ALUMINUM AND NEURODEGENERATION
The connection between aluminum exposure and brain
dysfunction was strengthened when several dialysis units
reported patients with an unusual dementing syndrome related
to elevated aluminum levels in the dialyslate.30 Once the
dialysis water was cleared of aluminum, the dementing syndrome
disappeared. Based on this finding, others began to suspect
aluminum toxicity as an etiology of Alzheimer’s disease.
One early study, in which individuals were examined in
88 counties in England and Wales, areas with elevated aluminum
levels in the drinking water had higher incidences of
Alzheimer’s dementia.31 A later, more well-controlled
study found that elderly people who drank water high in
aluminum had a 4.4X higher incidence of Alzheimer’s disease
than those who drank water with lower levels.32
After this suggestive research, more accurate studies
were conducted for measuring brain levels of aluminum in
several neurodegenerative disorders.
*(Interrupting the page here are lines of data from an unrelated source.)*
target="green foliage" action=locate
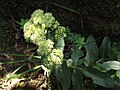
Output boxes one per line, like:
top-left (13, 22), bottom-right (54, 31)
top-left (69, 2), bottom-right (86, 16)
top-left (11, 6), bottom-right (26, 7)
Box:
top-left (2, 9), bottom-right (120, 90)
top-left (85, 35), bottom-right (98, 66)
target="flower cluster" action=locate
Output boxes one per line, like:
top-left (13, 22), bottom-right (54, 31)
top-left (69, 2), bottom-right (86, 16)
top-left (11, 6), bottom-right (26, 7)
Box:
top-left (37, 39), bottom-right (54, 55)
top-left (24, 9), bottom-right (66, 75)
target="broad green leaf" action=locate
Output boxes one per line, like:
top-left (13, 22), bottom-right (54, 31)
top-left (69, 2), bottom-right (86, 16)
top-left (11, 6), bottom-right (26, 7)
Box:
top-left (83, 67), bottom-right (116, 88)
top-left (56, 61), bottom-right (72, 90)
top-left (93, 63), bottom-right (108, 72)
top-left (102, 61), bottom-right (120, 71)
top-left (116, 70), bottom-right (120, 78)
top-left (85, 35), bottom-right (98, 66)
top-left (99, 37), bottom-right (111, 58)
top-left (72, 69), bottom-right (85, 90)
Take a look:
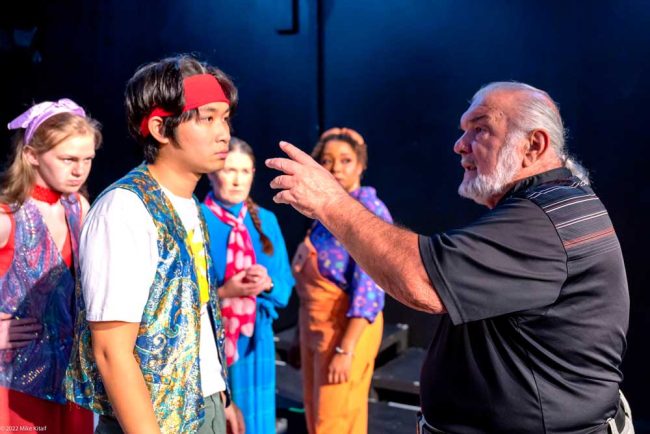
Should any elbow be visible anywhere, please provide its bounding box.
[388,279,447,315]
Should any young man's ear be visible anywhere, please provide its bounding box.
[523,130,551,167]
[148,116,169,144]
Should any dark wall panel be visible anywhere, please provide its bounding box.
[323,0,650,424]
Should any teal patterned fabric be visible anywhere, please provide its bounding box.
[65,164,229,434]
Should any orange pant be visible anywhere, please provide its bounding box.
[293,238,384,434]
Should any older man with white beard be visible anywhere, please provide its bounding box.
[266,82,634,433]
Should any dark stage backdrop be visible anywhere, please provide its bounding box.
[0,0,650,432]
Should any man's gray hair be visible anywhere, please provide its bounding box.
[472,81,589,184]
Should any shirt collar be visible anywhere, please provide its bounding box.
[497,167,573,205]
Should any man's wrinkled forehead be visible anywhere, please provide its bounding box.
[460,97,506,129]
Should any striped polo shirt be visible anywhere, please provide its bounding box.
[419,168,629,433]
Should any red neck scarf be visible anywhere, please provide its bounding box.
[32,184,61,205]
[204,193,256,366]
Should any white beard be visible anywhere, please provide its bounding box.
[458,133,521,205]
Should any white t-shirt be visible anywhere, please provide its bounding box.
[79,188,226,396]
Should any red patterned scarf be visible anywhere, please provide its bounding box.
[204,193,256,366]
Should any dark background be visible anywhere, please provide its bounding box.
[0,0,650,432]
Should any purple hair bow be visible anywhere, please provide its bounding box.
[7,98,86,144]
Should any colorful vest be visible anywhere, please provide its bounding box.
[65,165,227,434]
[0,195,81,404]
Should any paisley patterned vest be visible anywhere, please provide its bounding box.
[0,194,81,404]
[65,165,227,434]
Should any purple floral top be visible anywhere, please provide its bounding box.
[309,187,393,323]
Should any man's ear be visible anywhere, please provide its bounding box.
[523,130,551,167]
[148,116,169,144]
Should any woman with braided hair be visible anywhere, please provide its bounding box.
[202,137,294,434]
[292,128,392,434]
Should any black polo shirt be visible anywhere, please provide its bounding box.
[419,169,629,433]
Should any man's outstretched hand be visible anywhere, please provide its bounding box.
[266,142,349,220]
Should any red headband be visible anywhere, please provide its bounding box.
[140,74,230,137]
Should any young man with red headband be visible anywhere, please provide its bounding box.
[66,56,243,434]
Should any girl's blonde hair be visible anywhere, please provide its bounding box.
[0,112,102,211]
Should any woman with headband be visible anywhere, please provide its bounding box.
[292,128,392,434]
[0,99,102,433]
[202,137,294,434]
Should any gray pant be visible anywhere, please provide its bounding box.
[95,393,226,434]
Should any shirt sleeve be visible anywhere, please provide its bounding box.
[347,193,393,323]
[79,189,158,323]
[419,198,567,325]
[260,211,295,308]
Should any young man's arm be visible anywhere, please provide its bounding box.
[266,142,445,313]
[79,189,160,434]
[89,321,160,434]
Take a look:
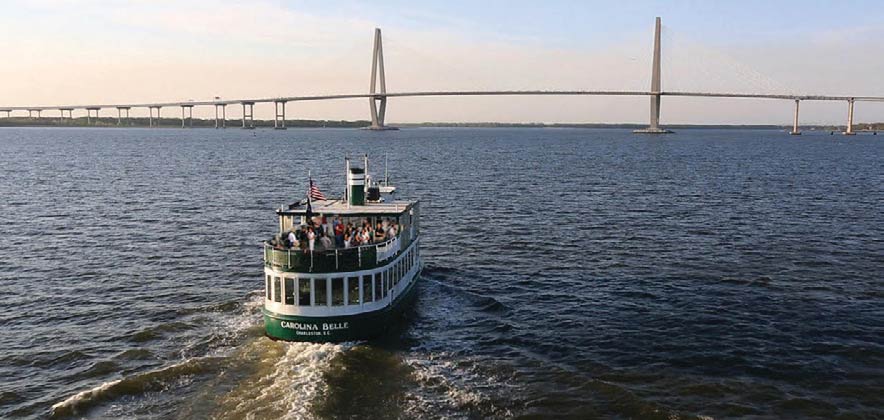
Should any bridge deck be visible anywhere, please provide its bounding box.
[0,90,884,111]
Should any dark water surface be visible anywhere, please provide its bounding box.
[0,129,884,419]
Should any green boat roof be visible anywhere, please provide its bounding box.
[276,200,417,216]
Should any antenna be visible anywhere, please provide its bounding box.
[344,155,350,208]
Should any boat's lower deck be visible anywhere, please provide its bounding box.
[263,241,421,341]
[263,273,420,342]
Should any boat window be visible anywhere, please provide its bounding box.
[283,277,295,305]
[264,275,272,300]
[347,276,359,305]
[298,278,310,306]
[332,277,344,306]
[273,277,282,302]
[362,274,374,303]
[374,272,384,299]
[313,279,328,306]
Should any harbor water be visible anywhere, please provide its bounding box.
[0,128,884,419]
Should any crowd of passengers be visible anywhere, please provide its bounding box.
[270,216,399,252]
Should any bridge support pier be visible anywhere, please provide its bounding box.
[242,102,255,130]
[215,104,227,128]
[181,105,193,128]
[789,99,801,136]
[633,17,672,134]
[86,108,101,125]
[366,28,398,130]
[58,108,74,124]
[842,98,856,136]
[273,101,285,130]
[147,106,161,128]
[117,106,130,125]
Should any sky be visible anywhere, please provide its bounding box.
[0,0,884,124]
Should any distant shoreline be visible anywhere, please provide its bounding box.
[0,117,884,131]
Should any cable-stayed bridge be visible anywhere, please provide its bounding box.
[0,17,884,135]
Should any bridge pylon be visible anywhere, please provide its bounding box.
[633,17,672,134]
[366,28,397,130]
[789,99,801,136]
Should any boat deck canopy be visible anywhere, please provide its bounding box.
[276,200,416,216]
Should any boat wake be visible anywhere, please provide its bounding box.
[50,357,221,418]
[212,339,354,419]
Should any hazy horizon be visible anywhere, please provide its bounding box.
[0,0,884,124]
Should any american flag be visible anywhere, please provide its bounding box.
[307,178,325,200]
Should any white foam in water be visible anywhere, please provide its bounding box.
[52,379,123,413]
[218,343,354,419]
[405,355,512,417]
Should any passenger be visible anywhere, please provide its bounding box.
[307,228,316,253]
[319,214,331,238]
[319,232,334,251]
[350,228,362,246]
[362,228,372,244]
[334,216,346,248]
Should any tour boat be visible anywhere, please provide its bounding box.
[263,156,421,342]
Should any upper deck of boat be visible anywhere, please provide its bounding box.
[276,200,417,216]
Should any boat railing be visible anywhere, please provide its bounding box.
[264,235,401,273]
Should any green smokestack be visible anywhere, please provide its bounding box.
[347,168,365,206]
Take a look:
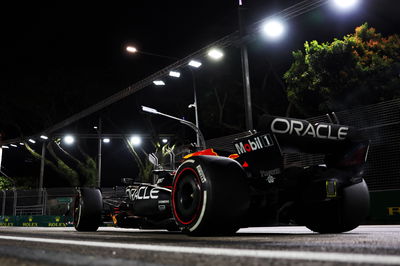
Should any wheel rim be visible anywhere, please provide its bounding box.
[172,168,203,224]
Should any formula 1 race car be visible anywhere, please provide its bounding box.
[74,116,369,235]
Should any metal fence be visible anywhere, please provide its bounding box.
[0,188,76,217]
[207,99,400,191]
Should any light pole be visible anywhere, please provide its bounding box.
[238,0,253,130]
[126,45,201,147]
[95,117,103,187]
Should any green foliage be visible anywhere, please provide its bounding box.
[284,23,400,116]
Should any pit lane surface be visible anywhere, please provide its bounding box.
[0,226,400,265]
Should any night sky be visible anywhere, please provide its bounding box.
[0,0,400,185]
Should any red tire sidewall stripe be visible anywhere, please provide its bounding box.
[172,167,203,225]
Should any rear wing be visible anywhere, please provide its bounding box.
[233,116,369,176]
[257,115,367,154]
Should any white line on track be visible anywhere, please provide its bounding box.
[0,236,400,265]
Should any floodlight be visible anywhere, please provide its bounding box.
[64,135,75,145]
[153,80,165,86]
[188,60,201,68]
[208,48,224,60]
[126,45,138,53]
[142,105,158,114]
[169,71,181,78]
[333,0,359,10]
[262,19,285,39]
[130,136,142,146]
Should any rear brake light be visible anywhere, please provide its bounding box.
[338,143,369,166]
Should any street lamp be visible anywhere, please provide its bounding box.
[130,136,142,146]
[126,45,203,146]
[332,0,360,10]
[63,135,75,145]
[142,105,206,149]
[207,48,224,60]
[262,19,285,40]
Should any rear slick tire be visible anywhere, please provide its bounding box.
[74,188,103,232]
[171,156,250,236]
[306,180,369,234]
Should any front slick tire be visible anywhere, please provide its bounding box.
[172,156,250,236]
[74,188,103,232]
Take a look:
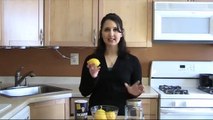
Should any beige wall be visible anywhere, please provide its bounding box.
[0,44,213,77]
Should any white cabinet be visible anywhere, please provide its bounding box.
[10,106,30,120]
[45,0,98,47]
[0,0,2,46]
[1,0,43,46]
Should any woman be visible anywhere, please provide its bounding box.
[79,13,143,115]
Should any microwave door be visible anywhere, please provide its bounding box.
[154,11,213,41]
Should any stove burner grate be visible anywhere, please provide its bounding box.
[159,85,189,94]
[198,86,213,94]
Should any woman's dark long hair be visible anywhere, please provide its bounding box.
[95,13,129,57]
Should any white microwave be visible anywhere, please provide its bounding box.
[153,1,213,43]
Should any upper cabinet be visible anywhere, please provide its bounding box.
[45,0,152,47]
[1,0,43,46]
[99,0,152,47]
[0,0,2,46]
[45,0,98,47]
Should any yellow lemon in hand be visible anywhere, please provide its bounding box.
[94,108,107,120]
[106,111,116,120]
[87,58,101,67]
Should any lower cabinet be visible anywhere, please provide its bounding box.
[70,97,158,119]
[30,98,70,119]
[70,97,89,116]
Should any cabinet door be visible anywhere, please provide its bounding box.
[99,0,152,47]
[2,0,43,46]
[45,0,98,46]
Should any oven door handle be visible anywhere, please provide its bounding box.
[160,108,213,115]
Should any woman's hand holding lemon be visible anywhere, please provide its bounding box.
[124,81,144,96]
[87,58,101,78]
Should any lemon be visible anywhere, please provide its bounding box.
[94,108,107,120]
[87,58,101,67]
[106,111,116,120]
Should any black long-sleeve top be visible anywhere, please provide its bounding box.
[79,54,142,115]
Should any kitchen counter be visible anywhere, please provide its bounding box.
[60,84,158,98]
[0,90,72,119]
[0,77,158,119]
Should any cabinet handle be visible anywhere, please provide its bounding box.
[39,29,44,45]
[93,29,97,46]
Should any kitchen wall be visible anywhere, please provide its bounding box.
[0,43,213,77]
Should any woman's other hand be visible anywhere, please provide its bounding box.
[124,81,144,96]
[87,64,101,78]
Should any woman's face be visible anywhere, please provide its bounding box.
[101,20,122,46]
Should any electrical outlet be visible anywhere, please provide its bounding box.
[70,53,79,65]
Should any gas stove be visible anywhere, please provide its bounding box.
[159,85,189,94]
[150,61,213,119]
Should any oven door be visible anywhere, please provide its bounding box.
[160,108,213,119]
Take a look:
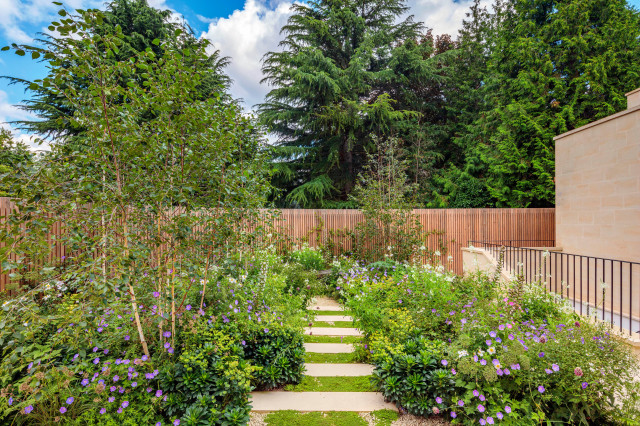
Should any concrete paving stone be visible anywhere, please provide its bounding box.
[304,327,362,336]
[307,305,344,312]
[304,343,354,354]
[250,392,396,411]
[304,364,373,377]
[316,315,353,322]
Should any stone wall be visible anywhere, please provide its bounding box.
[555,89,640,262]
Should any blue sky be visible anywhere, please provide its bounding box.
[0,0,640,148]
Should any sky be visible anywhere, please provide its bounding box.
[0,0,640,149]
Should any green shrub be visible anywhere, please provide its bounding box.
[291,245,327,271]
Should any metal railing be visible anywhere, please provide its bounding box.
[469,240,640,333]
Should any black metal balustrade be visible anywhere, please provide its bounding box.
[468,240,640,333]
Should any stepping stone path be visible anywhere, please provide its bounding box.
[251,298,396,412]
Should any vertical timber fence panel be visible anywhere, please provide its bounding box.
[0,197,555,291]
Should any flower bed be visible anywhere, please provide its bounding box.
[0,250,319,425]
[336,264,640,425]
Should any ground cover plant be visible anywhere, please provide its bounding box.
[335,262,640,424]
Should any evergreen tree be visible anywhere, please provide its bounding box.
[458,0,640,207]
[4,0,230,141]
[259,0,444,207]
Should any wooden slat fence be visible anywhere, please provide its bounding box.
[0,197,555,291]
[280,208,555,274]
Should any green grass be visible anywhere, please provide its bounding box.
[264,410,367,426]
[371,410,398,426]
[304,352,358,364]
[304,335,362,343]
[284,376,377,392]
[313,318,353,328]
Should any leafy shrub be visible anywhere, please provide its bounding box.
[373,337,455,416]
[291,245,327,271]
[338,266,640,425]
[160,330,256,425]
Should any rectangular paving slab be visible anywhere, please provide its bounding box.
[316,315,353,322]
[307,305,344,312]
[304,327,362,336]
[249,392,396,411]
[304,343,354,354]
[304,363,373,377]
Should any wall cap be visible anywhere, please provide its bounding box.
[553,104,640,141]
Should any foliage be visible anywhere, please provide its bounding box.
[341,266,640,424]
[0,5,268,362]
[285,376,375,392]
[291,245,326,270]
[6,0,230,141]
[259,0,452,208]
[264,410,367,426]
[0,127,36,197]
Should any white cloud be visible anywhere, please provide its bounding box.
[198,0,488,109]
[0,90,50,151]
[407,0,491,36]
[202,0,292,108]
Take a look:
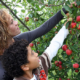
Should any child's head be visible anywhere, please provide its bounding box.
[2,40,39,77]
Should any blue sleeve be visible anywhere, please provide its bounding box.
[14,8,67,43]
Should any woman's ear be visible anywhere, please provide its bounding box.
[21,64,29,71]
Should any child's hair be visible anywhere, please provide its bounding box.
[2,40,29,77]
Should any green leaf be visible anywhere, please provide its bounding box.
[21,9,25,13]
[27,0,33,3]
[66,22,69,28]
[63,6,72,13]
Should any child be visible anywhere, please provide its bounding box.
[2,25,69,80]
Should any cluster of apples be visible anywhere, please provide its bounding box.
[62,45,79,72]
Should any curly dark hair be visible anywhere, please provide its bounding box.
[2,40,29,77]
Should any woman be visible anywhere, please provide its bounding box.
[0,9,67,80]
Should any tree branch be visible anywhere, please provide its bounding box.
[0,0,30,31]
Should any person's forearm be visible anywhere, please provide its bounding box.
[14,9,67,43]
[44,26,69,60]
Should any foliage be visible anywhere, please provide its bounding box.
[0,0,80,80]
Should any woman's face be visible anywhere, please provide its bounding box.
[8,17,21,37]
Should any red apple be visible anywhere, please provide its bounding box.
[66,49,72,55]
[29,43,34,47]
[25,17,29,22]
[59,78,62,80]
[76,16,80,22]
[37,50,40,53]
[68,18,73,21]
[70,22,76,28]
[51,12,53,14]
[34,18,38,22]
[62,45,68,51]
[75,69,79,72]
[73,63,79,68]
[78,24,80,30]
[37,42,40,44]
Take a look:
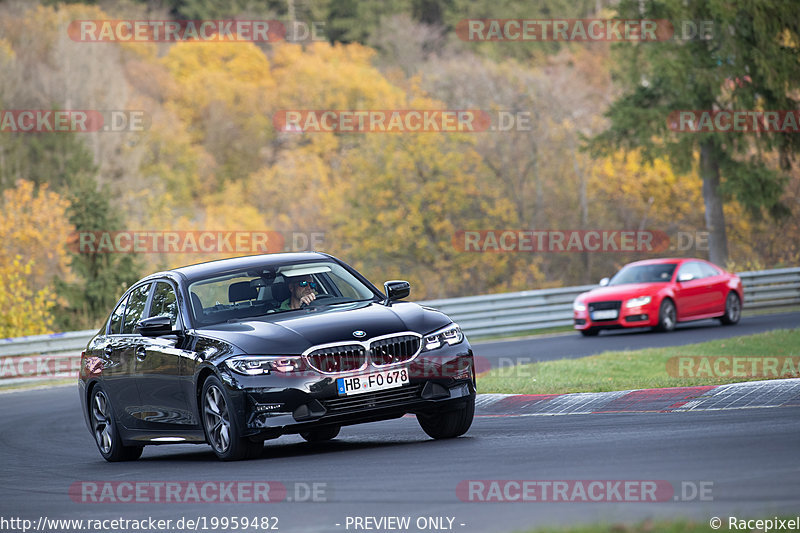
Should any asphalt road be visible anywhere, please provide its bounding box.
[473,312,800,367]
[0,384,800,532]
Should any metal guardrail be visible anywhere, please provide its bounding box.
[0,267,800,385]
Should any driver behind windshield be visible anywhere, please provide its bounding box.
[278,276,317,311]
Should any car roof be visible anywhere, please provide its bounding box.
[155,252,335,281]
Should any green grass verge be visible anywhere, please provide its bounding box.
[476,329,800,394]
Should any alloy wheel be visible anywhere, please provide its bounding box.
[92,390,114,453]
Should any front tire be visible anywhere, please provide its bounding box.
[655,298,678,332]
[719,291,742,326]
[89,385,144,463]
[201,376,264,461]
[417,396,475,439]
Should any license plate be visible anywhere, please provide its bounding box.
[592,309,618,320]
[336,368,408,396]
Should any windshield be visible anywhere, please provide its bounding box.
[189,261,377,326]
[608,263,675,285]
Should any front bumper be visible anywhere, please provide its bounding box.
[222,341,476,438]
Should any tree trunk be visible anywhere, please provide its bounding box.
[695,140,728,267]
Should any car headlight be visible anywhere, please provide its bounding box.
[625,296,652,307]
[225,355,303,376]
[422,324,464,350]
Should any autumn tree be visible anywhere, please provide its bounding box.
[593,0,800,265]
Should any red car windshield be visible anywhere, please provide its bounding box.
[608,263,677,285]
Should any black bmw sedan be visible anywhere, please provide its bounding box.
[78,253,475,461]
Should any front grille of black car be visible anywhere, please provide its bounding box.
[322,384,422,415]
[369,335,422,366]
[589,300,622,312]
[306,344,367,374]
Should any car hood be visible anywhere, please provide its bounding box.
[578,283,669,302]
[197,302,451,355]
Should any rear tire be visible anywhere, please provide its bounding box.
[300,426,341,442]
[200,376,264,461]
[89,385,144,463]
[655,298,678,332]
[417,396,475,439]
[719,291,742,326]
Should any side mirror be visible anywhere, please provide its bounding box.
[136,316,175,337]
[383,280,411,303]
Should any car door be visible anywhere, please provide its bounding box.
[116,281,152,428]
[136,280,197,430]
[675,261,706,320]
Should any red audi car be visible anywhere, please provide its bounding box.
[572,259,744,336]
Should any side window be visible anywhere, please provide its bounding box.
[150,281,178,329]
[678,261,706,279]
[108,296,128,335]
[122,283,151,334]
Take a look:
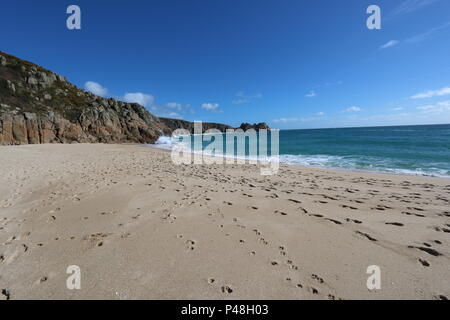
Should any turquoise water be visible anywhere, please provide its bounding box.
[153,125,450,178]
[280,125,450,177]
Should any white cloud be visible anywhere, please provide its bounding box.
[305,90,317,98]
[392,0,439,15]
[380,40,400,49]
[405,21,450,43]
[123,92,155,107]
[232,91,262,104]
[272,117,318,123]
[411,87,450,99]
[344,106,362,112]
[202,103,219,112]
[84,81,108,97]
[417,100,450,114]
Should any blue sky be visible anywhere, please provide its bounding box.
[0,0,450,129]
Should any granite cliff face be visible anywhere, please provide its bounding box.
[0,51,268,145]
[0,52,170,145]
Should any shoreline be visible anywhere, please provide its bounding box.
[141,144,450,179]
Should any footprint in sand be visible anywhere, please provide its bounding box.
[185,240,195,251]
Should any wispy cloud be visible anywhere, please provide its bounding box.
[392,0,439,16]
[84,81,108,97]
[410,87,450,99]
[379,21,450,50]
[417,100,450,114]
[305,90,317,98]
[232,91,262,104]
[380,40,400,50]
[202,103,220,112]
[122,92,194,119]
[405,21,450,43]
[343,106,362,112]
[272,117,318,123]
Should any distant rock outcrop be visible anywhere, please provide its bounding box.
[159,118,233,133]
[239,122,270,131]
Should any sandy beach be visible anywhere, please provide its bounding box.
[0,144,450,300]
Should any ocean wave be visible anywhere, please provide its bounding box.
[147,137,450,178]
[147,136,173,150]
[280,155,450,178]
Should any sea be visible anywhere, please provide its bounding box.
[152,124,450,178]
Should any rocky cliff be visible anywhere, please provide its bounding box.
[0,52,170,145]
[0,51,268,145]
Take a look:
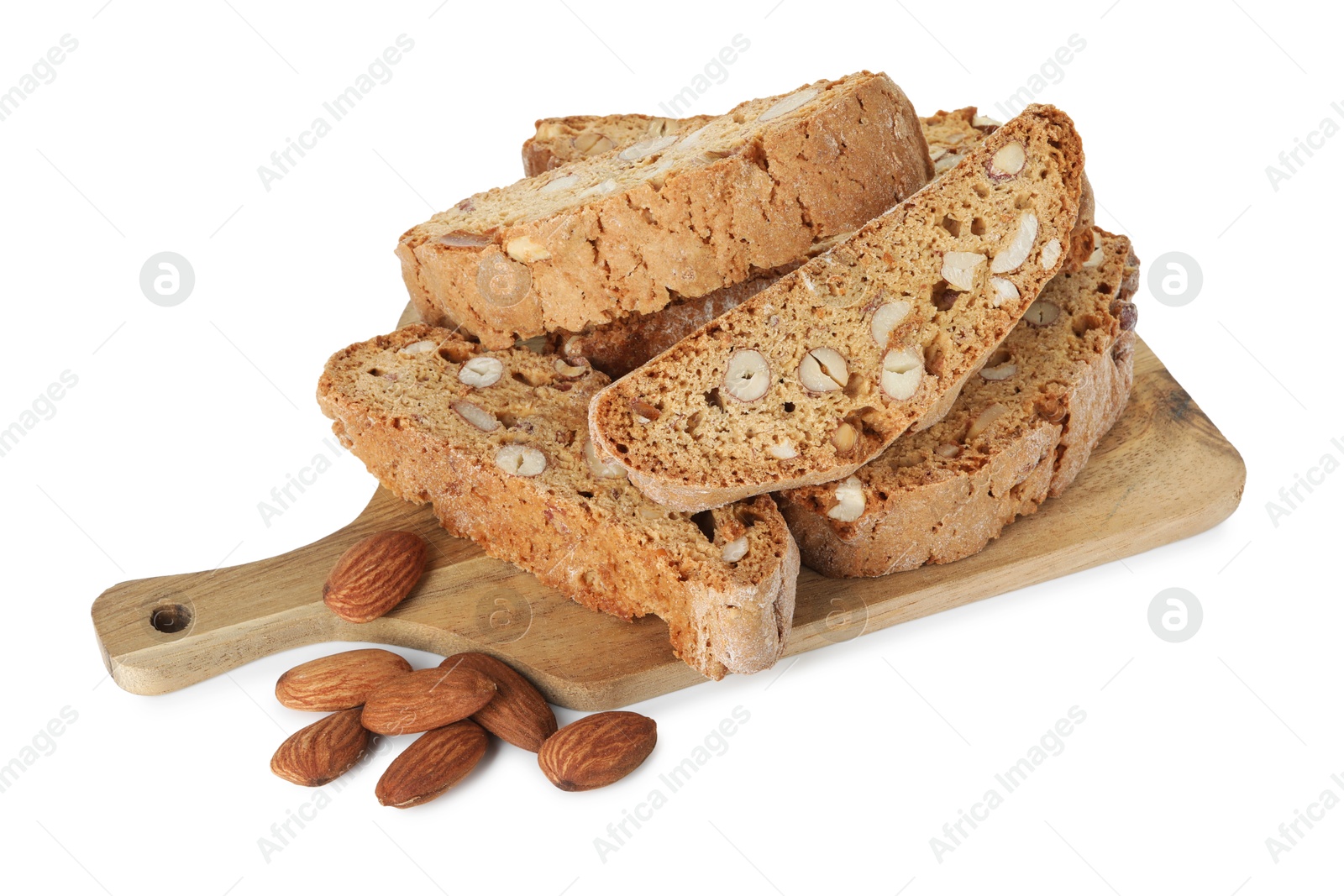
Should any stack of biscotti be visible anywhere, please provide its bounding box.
[318,72,1134,679]
[540,106,1094,379]
[318,324,798,679]
[396,72,932,348]
[589,105,1084,511]
[775,230,1138,576]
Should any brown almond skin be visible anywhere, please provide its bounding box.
[361,668,496,735]
[438,652,556,752]
[323,532,428,622]
[276,647,412,712]
[536,712,659,790]
[270,710,370,787]
[374,719,489,809]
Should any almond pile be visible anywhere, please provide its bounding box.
[270,644,657,809]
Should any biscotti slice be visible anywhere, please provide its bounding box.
[522,106,1095,270]
[540,106,1093,381]
[318,324,798,679]
[589,105,1084,511]
[775,225,1138,576]
[396,72,932,348]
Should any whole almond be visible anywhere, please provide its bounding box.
[536,712,659,790]
[270,710,368,787]
[276,647,412,712]
[438,652,555,752]
[323,532,428,622]
[361,668,496,735]
[374,719,489,809]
Despite early conflicting
results, the latest studies performed with microtechnique
high-tech laser and x-ray probes clearly indicate elevated
levels of aluminum in the area of neurofibrillary tangles
in Alzheimer’s disease.33 Similar results have been
found in cases of Parkinson’s disease.34 The results of one
ALS study indicated that while spinal cord levels of aluminum
were not elevated above controls, they did find a
1.5- to 2-fold elevation in iron and calcium.35 Using more
sophisticated methods, another study confirmed the earlier
finding of elevated aluminum levels in the motor neurons of
ALS patients.36
Besides increasing free radical generation, aluminum
has several other negative effects on cell function. One
study found that primates exposed to excess aluminum had
a significant decrease in total lipid, glycolipid, and phospholipid
content in their brains.37 Aluminum also damages
membrane-bound enzymes such as Na+-K+ATPase, acetylcholinesterase,
and 2’, 3’-cyclic nucleotide phosphohydrolase,
all enzymes necessary for normal neuron function.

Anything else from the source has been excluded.